When I make buffalo wings, the sauce, when it cools turn into chunky butter hot sauce. I know it's the butter cooling returning to it's solid state. If you try to reheat it, it will not come out the same.
My question is, how do you keep the sauce to stay in a liquid state? What can I add to the sauce? 

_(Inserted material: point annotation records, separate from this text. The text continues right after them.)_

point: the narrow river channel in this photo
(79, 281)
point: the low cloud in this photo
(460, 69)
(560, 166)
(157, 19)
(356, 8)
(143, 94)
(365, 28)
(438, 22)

The sauce consists of 1/2 cup butter and 12oz Lousiana Hot sauce.

Thanks.


----------



## Tboy (Mar 3, 2003)

> _*Originally posted by PB&J *_
> Ok this isn't a health related topic but it has to do with food.
> 
> When I make buffalo wings, the sauce, when it cools turn into chunky butter hot sauce. I know it's the butter cooling returning to it's solid state. If you try to reheat it, it will not come out the same.
> ...



you can try using margerine(sp?)  the butter in the tub.  It is much softer and will stay fluid longer.   The other thing is to keep it on low heat till finished.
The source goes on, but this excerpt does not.